Yale researchers now have some answers about how the bacterium that is the leading cause of food-borne illness in the United States enters cells of the gut and avoids detection and destruction, according to a presentation at the annual meeting of the American Society for Cell Biology in San Diego in December.
While scientists are just beginning to answer basic questions about how Campylobacter jejuni (campylobacter) causes infection, Robert Watson, a graduate student in the Section of Microbial Pathogenesis at Yale University School of Medicine worked out a better way to study the bacteria and reported that it takes an uncommon path as it infects cells.
Since the intestinal lining cells that campylobacter infects do not normally take up bacteria -- or any particles as large as bacteria -- Watson and his advisor, Jorge Galán, the Lucille P Markey Professor of Microbiology and Cell Biology, set out to investigate the path of infection through cells. They found that campylobacter apparently enters into the endocytic pathway that cells use to recycle molecules from their surface. It then quickly diverts its path, creating its own intracellular network of campylobacter-filled vacuoles, or cellular pockets, that make their way toward the nucleus, and finally locate near the cell's transportation hub, the Golgi apparatus.
"It's been known for over two decades that campylobacter can enter intestinal epithelial cells -- but until now no one could show how it was taken up or where it localized. That suggested it had evolved a special mechanism for uptake," said Watson. "Campylobacter seems to have found a special access to these cells and established its own intracellular niche."
The U.S. Centers for Disease Control and Prevention estimates that "campylobacteriosis," one of the most common causes of diarrhea worldwide, strikes 2.4 million Americans a year. Most sufferers recover after a few unpleasant days, but it can be life threatening to those with compromised immune systems including individuals with AIDS. In addition, a rare but serious complication of campylobacter infection is triggering of the autoimmune disorder, Guillain-Barré paralysis.
"Chicken has been a notorious as a source of campylobacter," said Watson. "While the public has been aware of salmonella as a contaminant, the January 2007 issue of Consumer Reports highlights the increase in campylobacter as a problem. Their nationwide analysis of fresh, marketed chicken showed that as much as 80 percent of the meat they tested harbored campylobacter."

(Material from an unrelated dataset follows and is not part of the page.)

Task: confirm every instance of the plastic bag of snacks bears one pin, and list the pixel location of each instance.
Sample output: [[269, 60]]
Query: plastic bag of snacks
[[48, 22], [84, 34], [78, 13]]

Usually, material entering the cell moves to compartments called lysosomes, where an acidic mix of enzymes breaks it down. By monitoring markers for this entry pathway, Watson and Galán could watch as the microbe infected a host cell, briefly associated with the early marker protein EEA-1, and then with the late marker Lamp-1.
"Although the marker proteins indicated that campylobacter trafficked to conventional lysosomes, information from traceable dyes indicated something different," said Watson. While the dyes passed through the endocytic pathway and localized with other material in lysosomes, surprisingly, the dyes did not enter the vacuoles containing campylobacter -- these bacteria had left the conventional pathway.
Watson and Galán also looked at the roles of two Rab GTPases, proteins involved in the maturation of the recycling compartments. These and other experiments gave additional evidence that campylobacter leaves the normal endocytic pathway early and that the separated campylobacter vacuoles move near to the nucleus where they become closely associated with the Golgi apparatus.
"Seeing the path these bacteria follow gives us new perspective for understanding infection and devising ways to combat it," said Galán. As the next step in understanding campylobacter, Watson and Galán are continuing and expanding the work to include studies in special strains of mice that are infected by, and harbor the bacteria but do not show the acute symptoms of infection.
The Ellison Medical Foundation funded this research.